Two decades ago I met Eugenio Martínez, better known in Miami as “Musculito” for that habit he had (which he can no longer do now) of devoting himself to weightlifting in the gyms in the free time from his work for the CIA. Sitting at the Versailles Restaurant in Little Havana, Martínez eloquently said: “Nobody here has asked why there were Cubans in Watergate.” Well? “Because we wanted to find a connection of the Democrats with Fidel Castro,” he replied.
Well, I told myself, there also always has to be a Fidel involved in everything. But the truth is that it was Richard Nixon who was concerned with that connection, because his re-election against the Democrat George McGovern was being disputed and he organized the entire conspiracy of the assault on the Democratic headquarters in the Watergate building, in the heart of Washington DC, on the banks of the Potomac River. Nixon wanted to find everything that could “dirty” McGovern. Howard Hunt, the man who carried out the difficult jobs for H.R. Halldeman, then head of the president’s office, was called to organize the assault on the Democratic headquarters.

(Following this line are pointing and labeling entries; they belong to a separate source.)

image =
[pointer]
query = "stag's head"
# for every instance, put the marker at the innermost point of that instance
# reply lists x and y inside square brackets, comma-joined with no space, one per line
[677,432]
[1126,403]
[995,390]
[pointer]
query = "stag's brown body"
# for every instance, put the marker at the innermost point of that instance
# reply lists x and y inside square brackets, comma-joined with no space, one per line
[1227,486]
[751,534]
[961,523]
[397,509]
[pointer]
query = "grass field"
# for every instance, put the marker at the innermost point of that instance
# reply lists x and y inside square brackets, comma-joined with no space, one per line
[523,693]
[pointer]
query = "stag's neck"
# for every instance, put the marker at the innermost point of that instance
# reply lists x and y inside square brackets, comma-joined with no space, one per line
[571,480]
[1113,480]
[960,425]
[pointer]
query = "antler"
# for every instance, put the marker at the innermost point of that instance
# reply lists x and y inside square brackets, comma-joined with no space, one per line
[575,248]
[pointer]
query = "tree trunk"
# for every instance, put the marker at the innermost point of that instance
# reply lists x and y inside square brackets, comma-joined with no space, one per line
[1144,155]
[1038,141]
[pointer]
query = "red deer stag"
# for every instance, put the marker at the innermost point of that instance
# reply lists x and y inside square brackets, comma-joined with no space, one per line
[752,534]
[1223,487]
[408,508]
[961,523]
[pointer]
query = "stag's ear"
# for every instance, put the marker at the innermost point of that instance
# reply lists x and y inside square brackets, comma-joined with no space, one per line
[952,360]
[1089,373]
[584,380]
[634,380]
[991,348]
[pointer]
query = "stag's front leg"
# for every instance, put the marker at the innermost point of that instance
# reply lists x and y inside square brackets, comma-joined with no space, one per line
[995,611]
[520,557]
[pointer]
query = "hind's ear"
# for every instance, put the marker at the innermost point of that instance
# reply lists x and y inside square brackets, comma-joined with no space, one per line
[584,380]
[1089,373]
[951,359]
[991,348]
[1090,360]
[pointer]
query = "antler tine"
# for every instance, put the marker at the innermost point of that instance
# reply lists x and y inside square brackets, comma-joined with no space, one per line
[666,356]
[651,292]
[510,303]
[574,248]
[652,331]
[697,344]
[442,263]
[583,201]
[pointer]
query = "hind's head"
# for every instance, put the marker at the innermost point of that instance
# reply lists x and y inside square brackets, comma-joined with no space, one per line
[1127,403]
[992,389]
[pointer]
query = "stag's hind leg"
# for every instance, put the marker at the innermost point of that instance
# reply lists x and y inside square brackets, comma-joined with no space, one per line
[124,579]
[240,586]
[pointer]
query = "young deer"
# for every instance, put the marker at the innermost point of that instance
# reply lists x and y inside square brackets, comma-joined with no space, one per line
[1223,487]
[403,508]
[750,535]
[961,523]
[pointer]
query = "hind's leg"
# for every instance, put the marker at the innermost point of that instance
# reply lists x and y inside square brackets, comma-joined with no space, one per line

A veteran of the CIA and of the Bay of Pigs, Hunt turned to his people and didn’t have to go far. He found them in Miami. Martínez, Bernard Baker and Frank Sturgis, who were born in Cuba to American parents, and Virgilio González. All with great anti-Castro credentials who came to the United States with one goal in mind: to bring down Fidel Castro.
They were successful. They didn’t bring down Fidel Castro but rather another president, Richard Nixon himself. The president of the country that welcomed them. The story can be explained quickly. Of Watergate’s five “plumbers,” the fifth, James McCord, was an American. As he confessed to a judge the morning of the assault he also worked for the CIA.
They entered the building one after the other and had well-planned tasks. Sturgis, who was in front, had to open the door and place a piece of tape to prevent it from closing by accident. My friend Martínez was the last. His was to remove the tape once everyone was inside. But Musculito forgot about it. Minutes later, when the security guard passed by the door and saw the tape, he called the police; the rest is history. The scandal broke out and Nixon ended up resigning.
When we left Versailles, I ended up taking Martínez home and we continued talking about Watergate, I behind the wheel and he by my side. We were entering Miami Beach when I told him: “Hey Musculito, it’s incredible that that you came here to bring down Fidel and you ended up bringing down an American president.”
He looked at me with wide-open eyes, put himself in an alert position and said: “Did you see that? Who would have thought that?” And we laughed. “Life is full of surprises. But the truth is that we screwed up,” he ended up confessing.
We laughed a lot that afternoon. And we’ve laughed later. But it’s true: Cubans entered the history of the United States for bringing down the wrong president.